Des sanctions en forte hausse pour les consommateurs
La stratégie des forces de l'ordre vise désormais explicitement à culpabiliser les consommateurs, identifiés comme alimentant le marché de la drogue. "Il faut les culpabiliser", a insisté la préfète, précisant que les contrôles systématiques permettent de détecter l'usage de stupéfiants et d'appliquer des sanctions immédiates.
En 2025, le département a enregistré une augmentation significative des suspensions de permis de conduire pour ce motif, avec 765 suspensions, représentant environ un quart du total annuel.
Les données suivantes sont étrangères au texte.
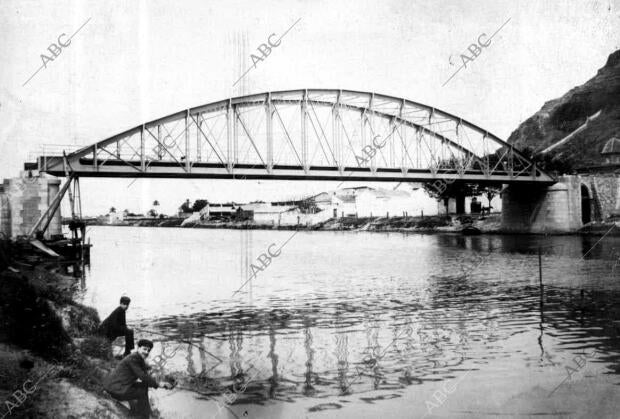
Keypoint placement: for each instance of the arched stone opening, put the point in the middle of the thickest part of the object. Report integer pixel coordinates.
(586, 205)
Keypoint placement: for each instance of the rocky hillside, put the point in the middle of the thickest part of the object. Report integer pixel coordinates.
(560, 117)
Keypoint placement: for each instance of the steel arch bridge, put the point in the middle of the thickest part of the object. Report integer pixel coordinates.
(307, 134)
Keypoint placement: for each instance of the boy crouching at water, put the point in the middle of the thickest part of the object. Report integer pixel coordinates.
(130, 381)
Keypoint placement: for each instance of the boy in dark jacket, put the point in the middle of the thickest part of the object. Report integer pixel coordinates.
(123, 384)
(115, 325)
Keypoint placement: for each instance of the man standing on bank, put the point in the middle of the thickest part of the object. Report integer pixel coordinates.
(123, 384)
(115, 325)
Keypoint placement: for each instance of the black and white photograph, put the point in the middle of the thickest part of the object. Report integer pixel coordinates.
(310, 209)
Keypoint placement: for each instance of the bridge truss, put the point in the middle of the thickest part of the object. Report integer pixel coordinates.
(309, 134)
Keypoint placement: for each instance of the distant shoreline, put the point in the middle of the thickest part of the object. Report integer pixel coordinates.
(424, 225)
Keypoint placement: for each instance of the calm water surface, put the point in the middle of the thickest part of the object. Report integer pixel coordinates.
(341, 323)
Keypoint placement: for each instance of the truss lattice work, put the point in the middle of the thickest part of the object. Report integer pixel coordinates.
(312, 134)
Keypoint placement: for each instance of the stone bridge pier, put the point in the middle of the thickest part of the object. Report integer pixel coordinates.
(23, 200)
(564, 207)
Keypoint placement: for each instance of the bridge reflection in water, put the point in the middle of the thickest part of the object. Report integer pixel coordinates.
(450, 305)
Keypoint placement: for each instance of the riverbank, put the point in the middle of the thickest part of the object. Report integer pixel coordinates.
(427, 224)
(51, 362)
(489, 224)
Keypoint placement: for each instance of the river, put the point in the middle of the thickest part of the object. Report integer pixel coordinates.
(366, 324)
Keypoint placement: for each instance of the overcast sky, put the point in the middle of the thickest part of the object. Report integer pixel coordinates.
(135, 61)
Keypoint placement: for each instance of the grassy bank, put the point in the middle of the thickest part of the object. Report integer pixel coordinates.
(51, 361)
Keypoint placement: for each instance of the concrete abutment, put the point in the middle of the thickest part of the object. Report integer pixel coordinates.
(559, 208)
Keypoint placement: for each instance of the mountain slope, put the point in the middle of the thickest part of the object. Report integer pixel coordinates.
(560, 117)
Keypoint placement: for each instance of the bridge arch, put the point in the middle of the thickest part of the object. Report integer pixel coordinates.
(310, 134)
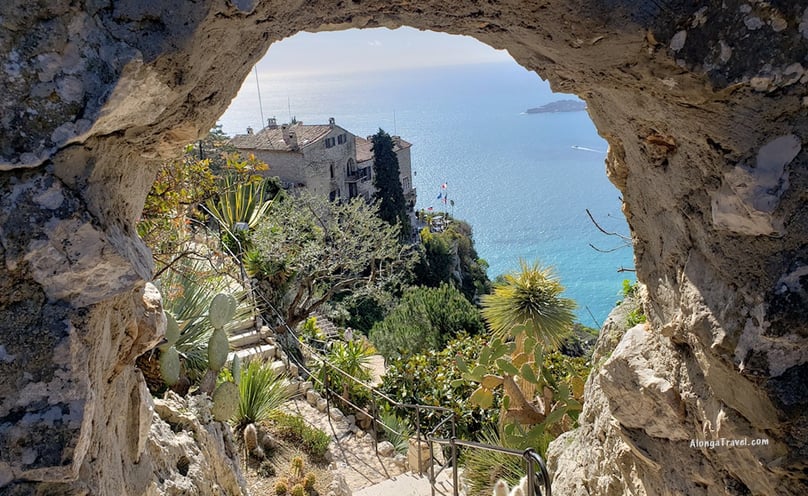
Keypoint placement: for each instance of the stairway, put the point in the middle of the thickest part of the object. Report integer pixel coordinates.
(409, 484)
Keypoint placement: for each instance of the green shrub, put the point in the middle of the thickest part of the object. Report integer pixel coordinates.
(635, 317)
(396, 429)
(294, 429)
(433, 378)
(309, 481)
(281, 488)
(261, 393)
(426, 319)
(352, 358)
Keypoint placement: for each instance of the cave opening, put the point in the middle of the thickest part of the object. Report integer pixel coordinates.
(524, 181)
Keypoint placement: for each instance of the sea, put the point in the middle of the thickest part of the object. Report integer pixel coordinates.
(523, 181)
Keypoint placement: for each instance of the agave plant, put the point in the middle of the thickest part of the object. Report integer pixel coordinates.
(239, 202)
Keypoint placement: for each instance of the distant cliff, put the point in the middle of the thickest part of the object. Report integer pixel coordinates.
(559, 106)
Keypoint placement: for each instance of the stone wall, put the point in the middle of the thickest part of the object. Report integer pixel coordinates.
(703, 104)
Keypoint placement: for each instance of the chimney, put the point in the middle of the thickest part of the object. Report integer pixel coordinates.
(289, 137)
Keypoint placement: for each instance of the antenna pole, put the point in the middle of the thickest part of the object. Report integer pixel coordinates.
(260, 105)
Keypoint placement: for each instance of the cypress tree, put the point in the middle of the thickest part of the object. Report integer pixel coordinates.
(389, 193)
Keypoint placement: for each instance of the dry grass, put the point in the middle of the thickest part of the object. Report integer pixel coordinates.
(261, 475)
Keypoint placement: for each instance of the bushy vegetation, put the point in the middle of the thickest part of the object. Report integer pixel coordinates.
(294, 429)
(433, 378)
(426, 319)
(386, 179)
(528, 318)
(319, 250)
(261, 393)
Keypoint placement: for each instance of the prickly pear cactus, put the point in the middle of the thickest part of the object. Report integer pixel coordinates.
(225, 401)
(170, 365)
(221, 310)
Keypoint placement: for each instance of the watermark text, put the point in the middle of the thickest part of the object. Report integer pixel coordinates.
(723, 442)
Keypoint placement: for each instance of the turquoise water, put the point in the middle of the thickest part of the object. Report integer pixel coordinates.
(515, 177)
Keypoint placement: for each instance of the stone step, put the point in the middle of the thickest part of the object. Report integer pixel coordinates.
(408, 484)
(267, 351)
(245, 339)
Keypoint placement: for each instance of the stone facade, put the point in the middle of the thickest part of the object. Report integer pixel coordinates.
(326, 160)
(704, 108)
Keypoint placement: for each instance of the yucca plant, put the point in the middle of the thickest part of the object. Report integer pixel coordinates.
(483, 468)
(529, 303)
(261, 392)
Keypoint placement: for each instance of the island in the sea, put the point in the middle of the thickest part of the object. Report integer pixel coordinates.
(559, 106)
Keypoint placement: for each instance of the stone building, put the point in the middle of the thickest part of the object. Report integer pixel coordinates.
(325, 159)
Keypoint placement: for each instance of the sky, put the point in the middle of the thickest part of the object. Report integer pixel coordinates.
(361, 50)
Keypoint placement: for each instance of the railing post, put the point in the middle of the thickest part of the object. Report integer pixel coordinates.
(327, 391)
(531, 472)
(418, 437)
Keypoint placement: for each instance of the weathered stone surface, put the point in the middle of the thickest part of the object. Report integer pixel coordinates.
(704, 110)
(191, 453)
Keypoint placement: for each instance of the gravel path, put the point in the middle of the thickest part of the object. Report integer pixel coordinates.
(352, 453)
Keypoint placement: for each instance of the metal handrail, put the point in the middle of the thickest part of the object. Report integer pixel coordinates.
(532, 457)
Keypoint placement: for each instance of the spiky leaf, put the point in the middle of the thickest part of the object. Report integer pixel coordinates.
(527, 373)
(172, 330)
(482, 397)
(507, 367)
(490, 381)
(170, 365)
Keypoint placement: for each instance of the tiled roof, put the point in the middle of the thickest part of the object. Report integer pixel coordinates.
(399, 143)
(363, 150)
(272, 138)
(364, 147)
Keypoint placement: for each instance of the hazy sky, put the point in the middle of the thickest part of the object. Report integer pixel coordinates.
(358, 50)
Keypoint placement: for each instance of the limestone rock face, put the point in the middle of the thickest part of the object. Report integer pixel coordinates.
(193, 455)
(703, 104)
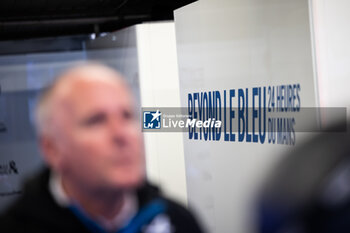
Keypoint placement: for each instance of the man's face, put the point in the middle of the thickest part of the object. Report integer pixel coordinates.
(100, 143)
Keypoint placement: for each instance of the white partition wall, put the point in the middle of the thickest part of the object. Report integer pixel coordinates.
(241, 53)
(146, 55)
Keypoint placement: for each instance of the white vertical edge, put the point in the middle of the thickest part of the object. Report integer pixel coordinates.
(159, 87)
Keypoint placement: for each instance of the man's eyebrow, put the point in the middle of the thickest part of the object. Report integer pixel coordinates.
(93, 118)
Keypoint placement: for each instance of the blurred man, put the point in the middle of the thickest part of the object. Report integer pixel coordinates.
(92, 143)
Parallèlement, le nombre d'amendes forfaitaires délictuelles, actuellement fixées à 150 €, est également en hausse, et leur montant devrait prochainement être réévalué à la hausse.
Une action coordonnée sur tous les fronts
L'opération du 10 février, menée par la police nationale, la police municipale et la gendarmerie près du point de deal des Marels, illustre cette approche multidimensionnelle. Les autorités ont procédé à des fouilles de véhicules et à des tests de dépistage, aboutissant à plusieurs interpellations.
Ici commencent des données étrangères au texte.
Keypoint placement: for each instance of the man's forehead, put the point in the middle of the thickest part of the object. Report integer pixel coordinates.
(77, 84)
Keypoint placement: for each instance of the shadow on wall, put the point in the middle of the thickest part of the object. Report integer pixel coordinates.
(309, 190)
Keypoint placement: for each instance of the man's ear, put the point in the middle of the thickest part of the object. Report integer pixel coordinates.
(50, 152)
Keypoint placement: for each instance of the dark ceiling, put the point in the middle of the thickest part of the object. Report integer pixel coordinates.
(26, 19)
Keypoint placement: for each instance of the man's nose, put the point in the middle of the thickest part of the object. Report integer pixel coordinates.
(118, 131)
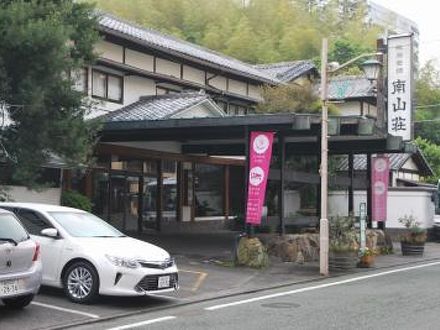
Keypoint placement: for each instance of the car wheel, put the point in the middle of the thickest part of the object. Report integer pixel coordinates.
(18, 302)
(81, 282)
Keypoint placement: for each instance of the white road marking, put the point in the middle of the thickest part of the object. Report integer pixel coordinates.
(66, 310)
(139, 324)
(321, 286)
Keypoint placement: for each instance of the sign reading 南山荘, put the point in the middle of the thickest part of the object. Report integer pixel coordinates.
(260, 151)
(400, 66)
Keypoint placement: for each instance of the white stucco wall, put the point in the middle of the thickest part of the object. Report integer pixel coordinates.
(24, 195)
(237, 87)
(401, 202)
(139, 60)
(135, 87)
(109, 50)
(255, 91)
(193, 74)
(167, 67)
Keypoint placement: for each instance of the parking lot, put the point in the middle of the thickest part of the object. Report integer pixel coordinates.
(51, 309)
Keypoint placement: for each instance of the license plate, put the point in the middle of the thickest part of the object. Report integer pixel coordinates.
(8, 287)
(163, 282)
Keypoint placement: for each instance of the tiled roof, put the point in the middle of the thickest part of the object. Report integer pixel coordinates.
(349, 87)
(156, 107)
(167, 43)
(360, 162)
(286, 71)
(397, 160)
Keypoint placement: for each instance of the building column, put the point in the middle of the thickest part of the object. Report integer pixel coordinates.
(282, 161)
(350, 187)
(369, 192)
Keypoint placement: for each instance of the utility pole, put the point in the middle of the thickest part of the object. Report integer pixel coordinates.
(323, 223)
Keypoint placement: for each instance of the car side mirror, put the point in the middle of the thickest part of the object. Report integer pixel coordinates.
(50, 232)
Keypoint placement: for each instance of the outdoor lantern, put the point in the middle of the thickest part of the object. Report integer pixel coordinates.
(371, 69)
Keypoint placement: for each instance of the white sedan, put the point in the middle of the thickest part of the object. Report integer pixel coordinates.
(86, 256)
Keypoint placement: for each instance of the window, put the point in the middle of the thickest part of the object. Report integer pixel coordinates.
(107, 86)
(79, 79)
(33, 222)
(10, 228)
(164, 91)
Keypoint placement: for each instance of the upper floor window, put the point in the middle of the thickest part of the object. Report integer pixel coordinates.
(79, 78)
(165, 90)
(107, 86)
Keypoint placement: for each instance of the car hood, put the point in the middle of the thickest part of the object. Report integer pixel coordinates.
(125, 247)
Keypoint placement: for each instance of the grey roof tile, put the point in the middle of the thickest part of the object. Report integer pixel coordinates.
(360, 162)
(156, 107)
(149, 37)
(287, 71)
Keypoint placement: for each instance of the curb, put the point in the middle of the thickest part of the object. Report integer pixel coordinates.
(230, 295)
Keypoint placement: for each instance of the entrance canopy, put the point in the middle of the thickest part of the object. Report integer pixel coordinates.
(228, 135)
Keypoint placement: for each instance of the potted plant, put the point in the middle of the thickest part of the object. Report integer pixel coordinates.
(413, 240)
(367, 257)
(343, 245)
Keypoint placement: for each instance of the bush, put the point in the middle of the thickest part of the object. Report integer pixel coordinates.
(76, 200)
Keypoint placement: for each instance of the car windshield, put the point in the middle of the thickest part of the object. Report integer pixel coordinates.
(79, 224)
(11, 229)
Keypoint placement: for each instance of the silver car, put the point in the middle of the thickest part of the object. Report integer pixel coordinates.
(20, 264)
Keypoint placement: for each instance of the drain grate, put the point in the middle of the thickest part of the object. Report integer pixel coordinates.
(281, 305)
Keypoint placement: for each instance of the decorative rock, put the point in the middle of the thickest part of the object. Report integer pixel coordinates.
(252, 253)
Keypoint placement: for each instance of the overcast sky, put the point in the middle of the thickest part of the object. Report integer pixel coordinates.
(426, 14)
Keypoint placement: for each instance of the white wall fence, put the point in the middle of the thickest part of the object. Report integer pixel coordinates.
(24, 195)
(416, 201)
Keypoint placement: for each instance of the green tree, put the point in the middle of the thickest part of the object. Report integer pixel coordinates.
(432, 154)
(42, 44)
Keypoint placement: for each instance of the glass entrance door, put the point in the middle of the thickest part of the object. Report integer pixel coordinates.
(149, 203)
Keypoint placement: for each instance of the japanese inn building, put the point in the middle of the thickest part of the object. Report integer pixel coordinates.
(176, 123)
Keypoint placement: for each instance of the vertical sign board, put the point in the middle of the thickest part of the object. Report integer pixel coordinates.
(260, 151)
(379, 187)
(400, 89)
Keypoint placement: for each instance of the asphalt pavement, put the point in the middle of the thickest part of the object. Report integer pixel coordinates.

Les résultats de cette journée sont éloquents :
- Trois conducteurs contrôlés positifs aux stupéfiants
- Un individu placé en garde à vue pour possession de drogue et conduite avec permis annulé
- Trois amendes forfaitaires dressées pour détention de stupéfiants
- Plusieurs infractions routières sanctionnées (défauts d'assurance, de contrôle technique)
Des chiffres qui témoignent d'une escalade répressive
La préfète a fourni des données précises sur l'ensemble des actions menées en 2025 :
- +15% d'initiatives des forces de l'ordre dans la lutte contre le narcotrafic
- +9% de personnes mises en cause par rapport à l'année précédente
- 192 fermetures administratives de commerces sur tout le département, certaines directement liées à des trafics de stupéfiants
- Des mesures d'expulsion de logement prononcées par le préfet contre des individus impliqués dans des trafics
Un phénomène qui dépasse les grandes agglomérations
Le colonel Schneider, commandant en second du groupement de gendarmerie de l'Hérault, a souligné que le trafic de stupéfiants n'est pas limité aux zones urbaines. "Hors des grandes agglomérations, le trafic existe mais d'une autre manière", a-t-il expliqué. "On n'a pas de points de deal fixes, mais plutôt des livreurs qui se déplacent vers les consommateurs."
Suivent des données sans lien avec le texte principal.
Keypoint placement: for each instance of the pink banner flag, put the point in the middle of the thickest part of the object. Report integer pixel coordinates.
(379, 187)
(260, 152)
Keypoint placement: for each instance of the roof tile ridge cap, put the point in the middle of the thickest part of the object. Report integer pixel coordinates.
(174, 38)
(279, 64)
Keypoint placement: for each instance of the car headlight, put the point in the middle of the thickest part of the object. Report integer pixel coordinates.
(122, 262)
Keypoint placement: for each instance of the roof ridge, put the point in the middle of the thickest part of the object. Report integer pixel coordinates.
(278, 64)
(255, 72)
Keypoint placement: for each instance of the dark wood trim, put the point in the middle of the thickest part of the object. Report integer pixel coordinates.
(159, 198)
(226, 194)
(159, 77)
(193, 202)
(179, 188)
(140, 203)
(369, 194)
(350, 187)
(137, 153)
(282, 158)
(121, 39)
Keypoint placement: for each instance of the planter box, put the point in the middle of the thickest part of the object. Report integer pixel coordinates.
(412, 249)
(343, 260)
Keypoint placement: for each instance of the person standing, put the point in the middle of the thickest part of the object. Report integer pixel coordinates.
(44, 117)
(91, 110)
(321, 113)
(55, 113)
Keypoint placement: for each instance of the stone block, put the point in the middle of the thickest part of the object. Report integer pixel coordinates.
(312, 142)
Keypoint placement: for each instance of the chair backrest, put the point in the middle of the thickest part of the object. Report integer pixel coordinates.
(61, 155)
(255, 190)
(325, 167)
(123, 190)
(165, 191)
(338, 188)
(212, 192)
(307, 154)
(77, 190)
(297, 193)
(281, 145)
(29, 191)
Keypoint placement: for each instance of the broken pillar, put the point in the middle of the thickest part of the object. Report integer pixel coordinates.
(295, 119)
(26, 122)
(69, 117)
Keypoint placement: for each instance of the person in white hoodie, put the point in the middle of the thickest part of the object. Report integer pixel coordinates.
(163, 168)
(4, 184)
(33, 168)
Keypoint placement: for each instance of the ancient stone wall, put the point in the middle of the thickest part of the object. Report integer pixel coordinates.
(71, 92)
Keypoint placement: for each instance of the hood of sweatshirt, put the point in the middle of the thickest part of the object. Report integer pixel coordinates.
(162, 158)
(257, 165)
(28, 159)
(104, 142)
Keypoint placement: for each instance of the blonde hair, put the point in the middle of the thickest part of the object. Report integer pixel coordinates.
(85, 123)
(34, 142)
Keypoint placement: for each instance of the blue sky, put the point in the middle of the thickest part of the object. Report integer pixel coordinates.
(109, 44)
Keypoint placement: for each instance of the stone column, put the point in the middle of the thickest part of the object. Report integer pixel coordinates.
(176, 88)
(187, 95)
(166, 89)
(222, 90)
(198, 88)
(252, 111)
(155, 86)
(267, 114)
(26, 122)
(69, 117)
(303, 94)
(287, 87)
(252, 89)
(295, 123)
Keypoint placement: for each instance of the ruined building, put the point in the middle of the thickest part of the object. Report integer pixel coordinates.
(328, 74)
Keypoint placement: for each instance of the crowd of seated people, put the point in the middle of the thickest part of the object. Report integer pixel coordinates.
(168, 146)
Cette réalité nécessite une adaptation des méthodes de contrôle, avec des opérations régulières menées plusieurs fois par mois, y compris sur les axes autoroutiers comme l'A75, où la collaboration avec la douane et la police aux frontières a donné des résultats significatifs.
Une consommation qui ne connaît pas de répit
Les autorités constatent une surconsommation de produits stupéfiants qui touche toutes les catégories socioprofessionnelles, sans distinction. Benoît Desmartin, directeur interdépartemental de la police nationale, a observé que cette consommation se produit "24 heures sur 24", avec des personnes venant chercher leur dose de cocaïne même en pleine nuit, y compris des individus "parfaitement insérés dans la société et ayant un emploi".
La préfète a conclu en saluant "le travail des forces de sécurité intérieure, aidées des autres services de l'État, notamment les finances publiques et la direction de la protection des populations". Cette approche globale, combinant répression pénale, sanctions administratives et actions préventives, vise à créer un effet dissuasif maximal contre un fléau qui continue de menacer la sécurité et la santé publiques dans l'Hérault.